Epigenetics and annotation challenges: Presence/absence signals can be confounded by sequencing gaps, assembly quality, or annotation differences. Distinguishing truePAV from technical artifacts requires careful experimental design and cross-validation with multiple data types (e.g., long-read sequencing, optical mapping, or transcriptomic evidence). See structural variation and genome assembly for methodological context.

Biological and evolutionary significance

In crops and wild relatives: PAV often underpins traits of agricultural importance, such as disease resistance, stress tolerance, and metabolism. The dispensable genome tends to harbor large and diverse gene families that enhance adaptability to variable environments. Maize and wheat, among others, show extensive PAV that has been exploited in breeding programs; see pan-genome and plant breeding for related topics.
In microbes: PAV reflects ecological niche adaptation, with gene loss or gain shaping pathogenicity, metabolism, and host interactions. Bacteria and fungi frequently display large-accessory genomes that enable rapid responses to environmental pressures.
In animals and humans: While the human genome is largely conserved, notable PAV exists in immune-related regions and other complex loci. For example, variation in certain immune gene clusters can influence pathogen recognition and immune response, illustrating how PAV can contribute to phenotypic diversity. See MHC and KIR for related gene families and their roles in immunity.
Evolutionary dynamics: PAV interacts with population history, selection pressures, and ecological context. The dispensable genome can serve as a reservoir of new functions that may become core if they prove advantageous in changing environments, a concept central to pan-genome theory. See population genomics for methods and interpretations in population-level studies.
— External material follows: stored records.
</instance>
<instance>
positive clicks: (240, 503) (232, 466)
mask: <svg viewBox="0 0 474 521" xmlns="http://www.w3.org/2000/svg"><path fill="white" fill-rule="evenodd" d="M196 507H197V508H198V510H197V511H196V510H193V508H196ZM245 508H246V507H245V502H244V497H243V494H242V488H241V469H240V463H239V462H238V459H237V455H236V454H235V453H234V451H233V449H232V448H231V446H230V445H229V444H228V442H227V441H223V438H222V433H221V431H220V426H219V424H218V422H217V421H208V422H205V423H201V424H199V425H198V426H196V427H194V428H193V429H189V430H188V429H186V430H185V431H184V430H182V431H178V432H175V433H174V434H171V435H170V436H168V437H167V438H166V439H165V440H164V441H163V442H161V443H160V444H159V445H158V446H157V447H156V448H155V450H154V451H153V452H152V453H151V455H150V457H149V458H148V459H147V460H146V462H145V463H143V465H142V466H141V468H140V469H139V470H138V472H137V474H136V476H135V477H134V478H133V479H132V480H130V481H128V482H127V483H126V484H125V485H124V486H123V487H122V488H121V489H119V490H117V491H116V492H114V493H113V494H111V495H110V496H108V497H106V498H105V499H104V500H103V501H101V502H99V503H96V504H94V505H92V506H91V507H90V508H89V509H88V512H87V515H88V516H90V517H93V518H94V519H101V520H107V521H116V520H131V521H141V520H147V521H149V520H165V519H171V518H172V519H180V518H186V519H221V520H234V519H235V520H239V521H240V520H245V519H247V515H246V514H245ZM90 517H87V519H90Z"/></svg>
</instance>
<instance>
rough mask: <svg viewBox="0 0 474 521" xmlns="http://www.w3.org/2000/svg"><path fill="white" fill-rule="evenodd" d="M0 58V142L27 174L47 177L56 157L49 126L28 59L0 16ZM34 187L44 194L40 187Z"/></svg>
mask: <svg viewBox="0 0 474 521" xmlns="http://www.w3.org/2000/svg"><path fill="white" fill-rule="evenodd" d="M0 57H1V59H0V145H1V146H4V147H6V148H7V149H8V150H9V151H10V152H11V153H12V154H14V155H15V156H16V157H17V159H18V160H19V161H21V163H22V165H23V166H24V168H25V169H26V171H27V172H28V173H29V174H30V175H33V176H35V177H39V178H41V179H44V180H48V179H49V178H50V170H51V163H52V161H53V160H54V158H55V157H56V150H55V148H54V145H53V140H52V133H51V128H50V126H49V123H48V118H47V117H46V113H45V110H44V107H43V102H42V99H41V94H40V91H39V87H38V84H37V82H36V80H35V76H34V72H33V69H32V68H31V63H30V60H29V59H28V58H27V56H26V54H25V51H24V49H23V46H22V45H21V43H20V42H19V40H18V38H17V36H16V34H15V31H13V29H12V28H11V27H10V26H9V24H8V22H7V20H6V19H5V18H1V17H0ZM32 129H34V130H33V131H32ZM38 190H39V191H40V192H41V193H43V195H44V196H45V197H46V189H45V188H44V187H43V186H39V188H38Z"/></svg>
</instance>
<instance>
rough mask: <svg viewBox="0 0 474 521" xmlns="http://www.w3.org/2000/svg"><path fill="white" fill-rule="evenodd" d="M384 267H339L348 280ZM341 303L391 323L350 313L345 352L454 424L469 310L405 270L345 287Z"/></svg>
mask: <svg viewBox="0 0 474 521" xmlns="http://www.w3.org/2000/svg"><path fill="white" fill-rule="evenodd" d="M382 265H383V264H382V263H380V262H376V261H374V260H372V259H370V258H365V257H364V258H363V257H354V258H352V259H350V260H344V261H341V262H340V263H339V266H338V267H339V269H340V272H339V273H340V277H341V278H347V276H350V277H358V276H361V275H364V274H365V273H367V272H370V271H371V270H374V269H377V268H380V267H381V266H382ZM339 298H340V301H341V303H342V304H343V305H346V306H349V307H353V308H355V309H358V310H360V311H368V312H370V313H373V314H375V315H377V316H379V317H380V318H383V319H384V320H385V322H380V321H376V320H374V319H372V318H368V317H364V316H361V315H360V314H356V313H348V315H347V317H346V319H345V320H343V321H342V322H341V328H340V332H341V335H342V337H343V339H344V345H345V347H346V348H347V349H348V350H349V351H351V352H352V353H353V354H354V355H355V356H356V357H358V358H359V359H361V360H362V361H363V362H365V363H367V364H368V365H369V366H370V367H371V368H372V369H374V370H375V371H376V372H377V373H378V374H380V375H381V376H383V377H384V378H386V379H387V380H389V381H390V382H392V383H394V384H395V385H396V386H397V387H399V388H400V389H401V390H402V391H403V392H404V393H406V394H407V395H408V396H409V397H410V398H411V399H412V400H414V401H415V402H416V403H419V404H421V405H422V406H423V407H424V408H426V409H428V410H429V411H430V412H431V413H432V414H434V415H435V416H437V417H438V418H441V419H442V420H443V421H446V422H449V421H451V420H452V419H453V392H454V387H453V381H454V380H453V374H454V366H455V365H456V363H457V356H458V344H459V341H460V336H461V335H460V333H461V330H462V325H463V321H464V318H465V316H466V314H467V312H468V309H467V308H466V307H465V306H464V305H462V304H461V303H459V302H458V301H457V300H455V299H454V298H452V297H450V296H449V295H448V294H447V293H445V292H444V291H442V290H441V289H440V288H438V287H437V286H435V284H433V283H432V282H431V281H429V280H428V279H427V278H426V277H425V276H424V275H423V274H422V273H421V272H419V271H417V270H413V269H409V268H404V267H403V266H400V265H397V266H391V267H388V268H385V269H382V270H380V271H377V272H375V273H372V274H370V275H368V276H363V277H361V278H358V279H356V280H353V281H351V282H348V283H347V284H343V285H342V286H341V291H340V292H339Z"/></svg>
Applications and data resources

Pangenome resources: Researchers build and analyze pan-genomes to capture the full range of gene content across individuals. These resources enable more accurate inference of gene presence/absence patterns and better understanding of genotype–phenotype relationships. See pan-genome and genome for foundational concepts.
Sequencing technologies and pipelines: Detecting PAV relies on both short-read and long-read sequencing technologies, each with strengths and limitations. Long reads help resolve complex regions and structural variants, while short reads provide high-throughput depth. See short-read sequencing and long-read sequencing for technology context.
Functional validation: Linking PAV to phenotype often requires functional assays, gene expression analyses, and, in plants, field trials to assess how presence/absence influences traits under real-world conditions. See gene expression and functional genomics for related approaches.

Controversies and debates

Magnitude of impact on phenotype: A recurring debate centers on how much PAV contributes to measurable phenotypic differences relative to SNPs and regulatory variation. While PAV can explain some differences, especially in traits tied to specific gene families, establishing causality requires careful functional validation.
Reference bias and pangenome approaches: Relying on a single reference genome can understate the diversity of gene content. Critics argue that moving toward pan-genome representations is essential for an accurate view of a species’ biology, but this shift also introduces computational complexity and interpretation challenges. See pan-genome for context on alternative representations of genetic diversity.
Annotation and functional attribution: Distinguishing true presence/absence from annotation gaps and assembly errors remains a methodological challenge. Misannotated or collapsed regions can masquerade as PAV, leading to over- or underestimation of dispensable genes. See genome annotation and structural variation for methods to address this.
Practical implications for breeding and medicine: While PAV has clear relevance for breeding in crops and for understanding immune gene variation in humans, translating presence/absence data into reliable phenotype predictions requires robust, multi-omic integration. See breeding and precision medicine for broader contexts.